After researching the new book, Robbins developed what he calls the seven steps to financial freedom. Those are:
Step 1. Make the decision to become an investor, not a consumer. “You don’t want to own an Apple phone, you want to own Apple,” he says.
You have to commit a certain percentage of your income to savings for your financial freedom. Whatever that number is — 10%, 15% — stick to it in good times and bad. Have it taken automatically from your paycheck and put directly into a retirement or savings account.
Step 2. Become an insider on investing. Know the rules of the game. Understand mutual funds and learn what mutual funds beat the market or their benchmark over any 10-year period. Look into the fees you are paying on mutual funds and how that affects your financial future.

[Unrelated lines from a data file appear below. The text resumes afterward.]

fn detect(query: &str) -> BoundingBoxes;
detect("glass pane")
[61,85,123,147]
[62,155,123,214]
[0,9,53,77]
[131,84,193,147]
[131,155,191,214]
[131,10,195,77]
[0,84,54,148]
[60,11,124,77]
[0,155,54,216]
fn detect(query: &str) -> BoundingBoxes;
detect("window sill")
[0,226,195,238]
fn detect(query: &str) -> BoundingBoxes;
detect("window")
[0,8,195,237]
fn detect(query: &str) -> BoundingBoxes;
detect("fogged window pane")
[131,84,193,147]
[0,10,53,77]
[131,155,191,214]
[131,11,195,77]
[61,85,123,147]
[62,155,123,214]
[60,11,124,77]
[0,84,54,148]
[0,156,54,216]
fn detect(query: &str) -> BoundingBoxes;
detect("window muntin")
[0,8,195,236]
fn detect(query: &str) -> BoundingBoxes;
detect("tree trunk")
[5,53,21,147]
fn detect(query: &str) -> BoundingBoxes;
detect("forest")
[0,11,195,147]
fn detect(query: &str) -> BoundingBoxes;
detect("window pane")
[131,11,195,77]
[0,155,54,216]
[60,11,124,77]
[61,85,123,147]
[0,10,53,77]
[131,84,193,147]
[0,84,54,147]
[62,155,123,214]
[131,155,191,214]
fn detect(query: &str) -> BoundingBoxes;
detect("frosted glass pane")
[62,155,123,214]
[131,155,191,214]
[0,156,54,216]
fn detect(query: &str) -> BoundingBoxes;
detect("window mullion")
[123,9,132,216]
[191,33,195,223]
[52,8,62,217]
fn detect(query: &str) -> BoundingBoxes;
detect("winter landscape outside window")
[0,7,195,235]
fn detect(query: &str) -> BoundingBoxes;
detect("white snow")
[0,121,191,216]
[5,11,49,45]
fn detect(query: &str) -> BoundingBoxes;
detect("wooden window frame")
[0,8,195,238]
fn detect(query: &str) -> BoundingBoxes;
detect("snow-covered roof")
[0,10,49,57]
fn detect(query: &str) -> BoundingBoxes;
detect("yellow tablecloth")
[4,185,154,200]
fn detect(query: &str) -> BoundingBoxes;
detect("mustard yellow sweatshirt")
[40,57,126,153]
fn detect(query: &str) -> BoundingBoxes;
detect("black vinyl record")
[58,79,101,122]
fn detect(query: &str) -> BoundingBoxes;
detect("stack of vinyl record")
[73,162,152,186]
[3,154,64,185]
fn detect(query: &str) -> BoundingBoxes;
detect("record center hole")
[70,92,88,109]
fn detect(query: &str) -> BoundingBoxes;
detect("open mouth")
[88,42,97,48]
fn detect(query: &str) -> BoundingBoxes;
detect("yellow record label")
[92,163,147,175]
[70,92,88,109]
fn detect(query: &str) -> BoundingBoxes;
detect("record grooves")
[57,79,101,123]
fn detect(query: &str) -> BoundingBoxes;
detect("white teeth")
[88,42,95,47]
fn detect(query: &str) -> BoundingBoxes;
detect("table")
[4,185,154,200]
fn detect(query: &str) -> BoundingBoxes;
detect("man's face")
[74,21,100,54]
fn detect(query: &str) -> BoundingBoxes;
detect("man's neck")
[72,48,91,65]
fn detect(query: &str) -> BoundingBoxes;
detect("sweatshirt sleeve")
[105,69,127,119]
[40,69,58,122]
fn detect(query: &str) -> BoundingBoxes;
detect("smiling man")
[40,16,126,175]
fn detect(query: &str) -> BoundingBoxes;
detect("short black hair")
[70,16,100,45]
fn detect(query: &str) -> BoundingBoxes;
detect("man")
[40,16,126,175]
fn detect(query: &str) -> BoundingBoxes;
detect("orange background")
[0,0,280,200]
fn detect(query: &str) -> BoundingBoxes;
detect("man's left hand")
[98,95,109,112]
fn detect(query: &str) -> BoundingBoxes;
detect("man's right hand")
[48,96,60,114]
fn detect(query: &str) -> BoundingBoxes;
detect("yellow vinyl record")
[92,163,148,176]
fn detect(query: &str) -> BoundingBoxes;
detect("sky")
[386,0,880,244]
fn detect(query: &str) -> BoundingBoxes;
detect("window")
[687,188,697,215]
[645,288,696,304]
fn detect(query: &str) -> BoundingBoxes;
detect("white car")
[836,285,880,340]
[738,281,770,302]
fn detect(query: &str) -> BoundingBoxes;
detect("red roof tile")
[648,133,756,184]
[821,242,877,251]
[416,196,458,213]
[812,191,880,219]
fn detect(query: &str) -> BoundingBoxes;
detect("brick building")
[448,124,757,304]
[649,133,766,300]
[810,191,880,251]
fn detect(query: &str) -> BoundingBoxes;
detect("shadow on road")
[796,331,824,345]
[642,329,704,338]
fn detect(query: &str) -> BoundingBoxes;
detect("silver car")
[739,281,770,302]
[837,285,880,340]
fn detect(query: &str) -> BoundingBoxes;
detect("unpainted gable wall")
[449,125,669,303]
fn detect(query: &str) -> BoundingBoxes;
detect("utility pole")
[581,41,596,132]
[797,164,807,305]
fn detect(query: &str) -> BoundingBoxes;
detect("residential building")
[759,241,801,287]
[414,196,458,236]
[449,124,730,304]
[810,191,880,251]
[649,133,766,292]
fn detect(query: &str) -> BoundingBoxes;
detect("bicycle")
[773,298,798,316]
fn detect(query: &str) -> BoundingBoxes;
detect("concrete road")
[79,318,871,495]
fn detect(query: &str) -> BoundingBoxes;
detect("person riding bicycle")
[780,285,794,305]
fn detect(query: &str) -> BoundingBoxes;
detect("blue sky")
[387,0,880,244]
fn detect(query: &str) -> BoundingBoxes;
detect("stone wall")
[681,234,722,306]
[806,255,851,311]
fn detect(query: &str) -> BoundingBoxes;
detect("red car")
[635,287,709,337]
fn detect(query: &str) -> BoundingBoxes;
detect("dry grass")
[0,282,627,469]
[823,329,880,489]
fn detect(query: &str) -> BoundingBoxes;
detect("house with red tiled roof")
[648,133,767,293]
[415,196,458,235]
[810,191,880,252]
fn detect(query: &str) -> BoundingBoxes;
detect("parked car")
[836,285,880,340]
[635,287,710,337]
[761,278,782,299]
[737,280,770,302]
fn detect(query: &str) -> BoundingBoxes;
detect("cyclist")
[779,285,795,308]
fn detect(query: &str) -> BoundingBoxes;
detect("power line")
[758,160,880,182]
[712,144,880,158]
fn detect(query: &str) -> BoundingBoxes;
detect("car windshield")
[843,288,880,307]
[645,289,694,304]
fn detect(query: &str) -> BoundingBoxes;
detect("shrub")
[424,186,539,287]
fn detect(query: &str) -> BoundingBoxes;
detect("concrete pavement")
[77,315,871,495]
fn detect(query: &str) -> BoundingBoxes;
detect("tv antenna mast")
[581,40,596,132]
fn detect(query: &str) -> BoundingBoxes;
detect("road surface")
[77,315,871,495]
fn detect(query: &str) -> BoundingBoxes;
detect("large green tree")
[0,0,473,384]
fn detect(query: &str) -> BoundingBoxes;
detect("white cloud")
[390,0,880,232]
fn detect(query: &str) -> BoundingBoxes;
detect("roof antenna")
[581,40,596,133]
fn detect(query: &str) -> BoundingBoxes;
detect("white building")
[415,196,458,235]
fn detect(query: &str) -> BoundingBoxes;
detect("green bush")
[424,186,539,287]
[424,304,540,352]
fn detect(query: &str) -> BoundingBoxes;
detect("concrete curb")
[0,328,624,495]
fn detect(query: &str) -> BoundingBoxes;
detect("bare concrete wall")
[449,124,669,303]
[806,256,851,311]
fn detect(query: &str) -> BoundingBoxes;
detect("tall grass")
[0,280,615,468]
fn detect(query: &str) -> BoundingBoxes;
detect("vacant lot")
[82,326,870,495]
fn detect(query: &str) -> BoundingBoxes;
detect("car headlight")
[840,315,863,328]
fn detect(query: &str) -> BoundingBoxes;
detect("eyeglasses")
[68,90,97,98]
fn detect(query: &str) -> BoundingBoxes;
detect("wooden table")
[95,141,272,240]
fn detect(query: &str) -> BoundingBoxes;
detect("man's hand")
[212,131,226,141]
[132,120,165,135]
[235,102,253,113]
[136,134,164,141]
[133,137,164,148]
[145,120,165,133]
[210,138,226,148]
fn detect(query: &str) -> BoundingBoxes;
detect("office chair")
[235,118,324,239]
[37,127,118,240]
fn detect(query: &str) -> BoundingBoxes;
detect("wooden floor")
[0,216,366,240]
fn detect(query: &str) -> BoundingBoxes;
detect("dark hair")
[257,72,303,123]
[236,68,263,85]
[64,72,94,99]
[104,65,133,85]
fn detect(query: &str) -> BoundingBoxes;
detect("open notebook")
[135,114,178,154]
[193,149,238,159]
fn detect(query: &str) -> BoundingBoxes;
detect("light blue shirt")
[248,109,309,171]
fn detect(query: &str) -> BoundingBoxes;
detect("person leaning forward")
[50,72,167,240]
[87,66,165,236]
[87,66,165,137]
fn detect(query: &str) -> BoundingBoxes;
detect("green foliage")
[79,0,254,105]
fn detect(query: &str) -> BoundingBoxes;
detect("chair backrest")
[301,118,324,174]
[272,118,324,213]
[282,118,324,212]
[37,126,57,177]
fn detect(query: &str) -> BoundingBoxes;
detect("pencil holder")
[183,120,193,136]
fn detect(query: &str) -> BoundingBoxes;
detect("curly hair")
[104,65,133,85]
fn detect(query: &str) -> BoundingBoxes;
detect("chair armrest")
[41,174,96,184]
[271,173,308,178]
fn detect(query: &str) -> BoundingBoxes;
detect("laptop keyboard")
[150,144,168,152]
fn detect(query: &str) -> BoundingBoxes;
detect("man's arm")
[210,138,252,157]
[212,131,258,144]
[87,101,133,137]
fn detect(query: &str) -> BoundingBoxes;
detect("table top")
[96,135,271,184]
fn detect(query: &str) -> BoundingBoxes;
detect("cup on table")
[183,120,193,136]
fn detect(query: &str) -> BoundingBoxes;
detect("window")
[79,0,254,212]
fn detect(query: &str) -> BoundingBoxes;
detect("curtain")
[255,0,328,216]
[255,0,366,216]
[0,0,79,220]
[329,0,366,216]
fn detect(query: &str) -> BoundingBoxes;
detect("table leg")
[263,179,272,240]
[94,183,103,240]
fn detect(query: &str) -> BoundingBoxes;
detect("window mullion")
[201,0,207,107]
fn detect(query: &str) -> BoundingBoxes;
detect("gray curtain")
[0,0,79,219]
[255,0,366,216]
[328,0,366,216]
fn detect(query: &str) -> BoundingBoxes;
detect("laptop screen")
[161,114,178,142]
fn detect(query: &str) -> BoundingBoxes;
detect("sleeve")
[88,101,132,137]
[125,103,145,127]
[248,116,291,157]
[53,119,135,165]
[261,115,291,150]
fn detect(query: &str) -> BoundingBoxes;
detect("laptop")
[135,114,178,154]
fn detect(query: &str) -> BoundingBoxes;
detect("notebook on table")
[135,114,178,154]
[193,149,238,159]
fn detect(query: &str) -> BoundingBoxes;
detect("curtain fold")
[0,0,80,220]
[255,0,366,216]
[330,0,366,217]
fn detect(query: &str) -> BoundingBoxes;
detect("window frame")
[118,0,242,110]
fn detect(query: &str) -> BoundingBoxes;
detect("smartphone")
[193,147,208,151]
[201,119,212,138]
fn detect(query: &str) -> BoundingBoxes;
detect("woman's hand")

He says people also don’t read the fine print on their investments so they don’t realize what fees they are paying. Just like there is compounding growth, there are compounding costs, he says.
If you are only paying 1% in fees, you will probably end up with a lot more in your final nest egg than if you are paying 3% in fees, he says.
He points out that if you had a $100,000 investment and were lucky enough to get 7% annually, paying 1% in fees, you’d have about $574,000 after 30 years. If you paid 3% in fees, you’d only have about $324,000.
“What you don’t know will hurt you in the financial world. But once you know these things, you’ll be able to take advantage of the system instead of having the system take advantage of you.”
Step 3. Make the game winnable. “Most people have a number that’s so big that they never begin the journey,” Robbins says. Figure out how much money you need for financial security and financial independence. Calculate this and come up with a plan. Look for places you can save more.
Step 4. Evaluate your asset allocation. “You have to create a bucket list. You have to learn where to put your money to keep it safe and where to put your money to grow it with some risk,” he says. Put your money in different types of investments, such as stocks, bonds, commodities or real estate. Diversify your investments.
Step 5. Create a lifetime income plan. Make sure you won’t run out of income for as long as you live. “Income is all that matters. Assets won’t buy your food. They won’t let you travel. You have to focus on income. The investment community wants you to think about keeping your money in assets.”
Step 6. Invest like the .001%. “That means learn from the very best on earth (Schwab, Icahn, Bogle, Dalio, Forbes and others he interviewed for the book), and what you learn from them apply and you’ll achieve financial security faster than you will any other way.”
Step 7. Just do it, enjoy it and share it. Make a commitment to be wealthy now, not in the future. “Start where you are, and you’ll begin to find out that there’s more than enough.”
Robbins advises people to educate themselves in investing. It’s worth the time, and it’ll pay off. “You master money, or it masters you,” he says.